Even if the core of these elements compares with the Book of Abraham, one might wonder how much of that was available to Joseph Smith in 1835. The most commonly cited examples are Josephus and the Book of Jasher. Josephus was known to Oliver Cowdery and theoretically known to Joseph Smith, but it is not clear that Joseph Smith actually read much, if anything, out of Josephus before he translated the Book of Abraham. While some elements of the Book of Abraham agree with Josephus, there are important disagreements as well. Josephus does not mention the attempted sacrifice of Abraham in Ur. Josephus does say that Abraham reasoned on astronomy, but the whole of his reasoning was the following: “If [said he] these bodies had power of their own, they would certainly take care of their own regular motions; but since they do not preserve such regularity, they make it plain, that in so far as they co-operate to our advantage, they do it not of their own abilities, but as they are subservient to Him that commands them, to whom alone we ought justly to offer our honor and thanksgiving.”[1] The second example, the Book of Jasher, is an anachronistic example since it was not published until 1840—too late to influence the Book of Abraham in 1835.
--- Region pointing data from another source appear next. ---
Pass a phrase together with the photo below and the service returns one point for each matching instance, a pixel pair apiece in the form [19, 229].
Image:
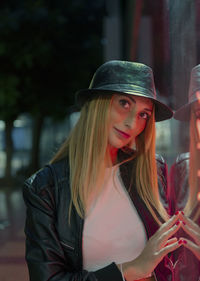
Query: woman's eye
[125, 103]
[144, 115]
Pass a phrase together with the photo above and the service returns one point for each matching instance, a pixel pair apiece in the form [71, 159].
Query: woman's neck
[113, 154]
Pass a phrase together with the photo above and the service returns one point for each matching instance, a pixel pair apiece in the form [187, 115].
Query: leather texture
[53, 247]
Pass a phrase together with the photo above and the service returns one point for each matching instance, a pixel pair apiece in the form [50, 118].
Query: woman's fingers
[192, 247]
[171, 241]
[170, 247]
[193, 233]
[189, 222]
[162, 240]
[174, 220]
It is difficult to argue that Joseph Smith wrote the Book of Abraham using Abrahamic stories because most of them were not available to him, and those that were often contained details that do not match the Book of Abraham. On the other hand, the ancient existence of a Book of Abraham can explain why these stories existed. Since the stories have had a number of details changed, what was said about the Apocrypha applies to them as well: “There are many things contained therein that are not true, which are interpolations by the hands of men” (D&C 91:2). They are thus not necessarily accurate sources for history about Abraham and his day.
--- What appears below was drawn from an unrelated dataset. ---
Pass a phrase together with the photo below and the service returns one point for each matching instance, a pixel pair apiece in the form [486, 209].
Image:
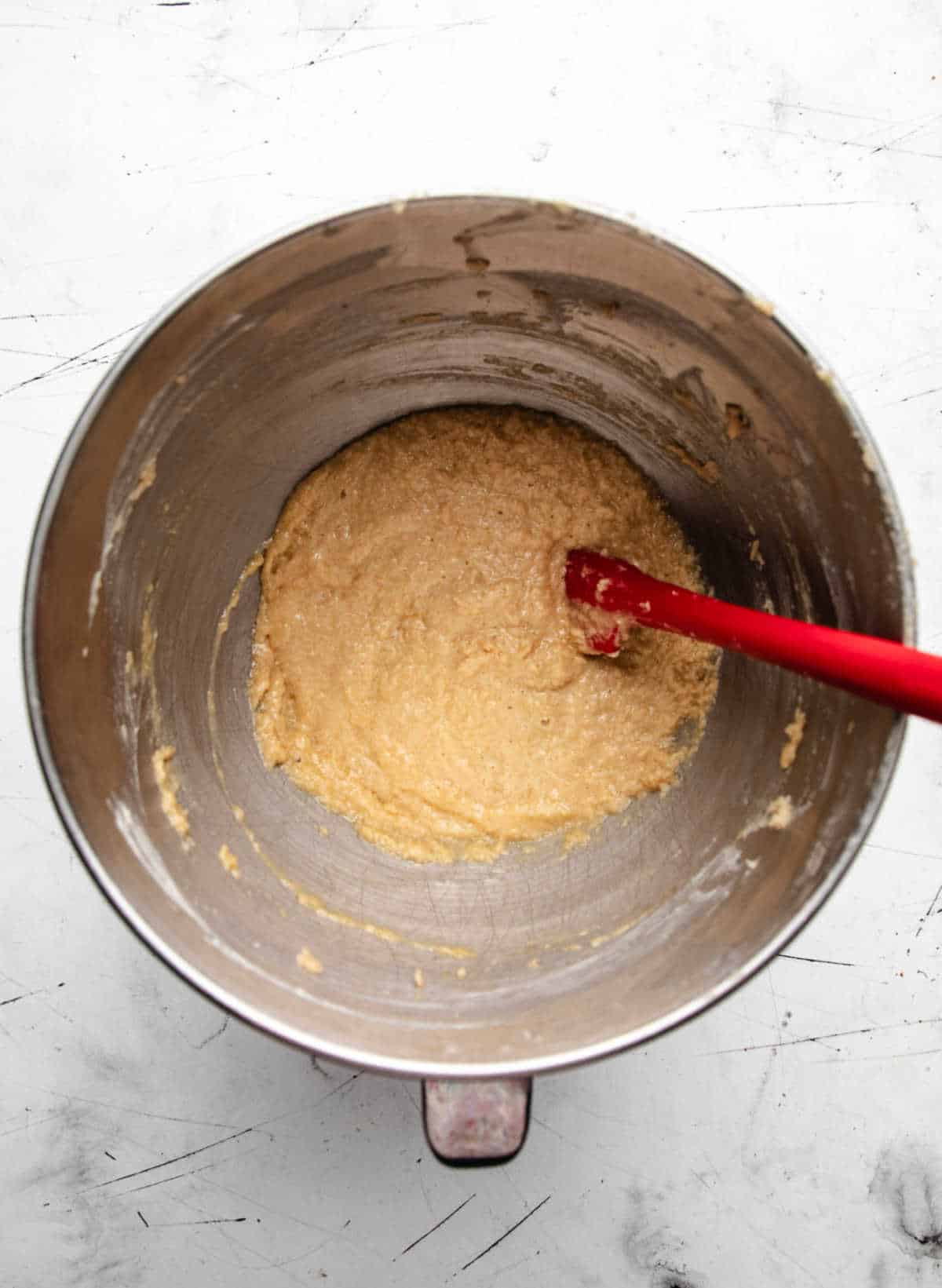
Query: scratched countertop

These stories, in various degrees of distortion, show how ancient religious people understood and interpreted Abraham’s story. Latter-day Saints have their own history and tradition of interpreting the Book of Abraham. That history illuminates why the Book of Abraham is important to Latter-day Saints.

Further Reading

Gee, John. “An Egyptian View of Abraham.” In Bountiful Harvest: Essays in Honor of S. Kent Brown, edited by Andrew C. Skinner, D. Morgan Davis, and Carl Griffin, 137–56. Provo, UT: Neal A. Maxwell Institute for Religious Scholarship, 2011. This provides the text and translation of an Egyptian account of Abraham’s early life that was missing from Tvedtnes’s, Hauglid’s, and Gee’s volume. It also discusses how this account compares to other accounts.
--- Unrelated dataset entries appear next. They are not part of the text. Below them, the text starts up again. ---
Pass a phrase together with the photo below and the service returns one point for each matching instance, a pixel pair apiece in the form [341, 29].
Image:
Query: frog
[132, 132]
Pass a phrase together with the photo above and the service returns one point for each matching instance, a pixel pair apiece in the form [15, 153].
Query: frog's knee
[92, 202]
Nibley, Hugh. An Approach to the Book of Abraham. Salt Lake City: Deseret Book; Provo, UT: Neal A. Maxwell Institute for Religious Scholarship, 2009. Reprint of Nibley’s 1968–70 series of articles, which series was the first to use extracanonical stories that parallel the Book of Abraham.

Tvedtnes, John A., Brian M. Hauglid, and John Gee. Early Traditions about Abraham Relevant to a Study of the Book of Abraham. Provo, UT: FARMS, 2001. This is a collection and translation of the various accounts of Abraham’s early life.

Notes

[1] Josephus 1.7.1 (translation of William Whiston; this was the translation available to Joseph Smith).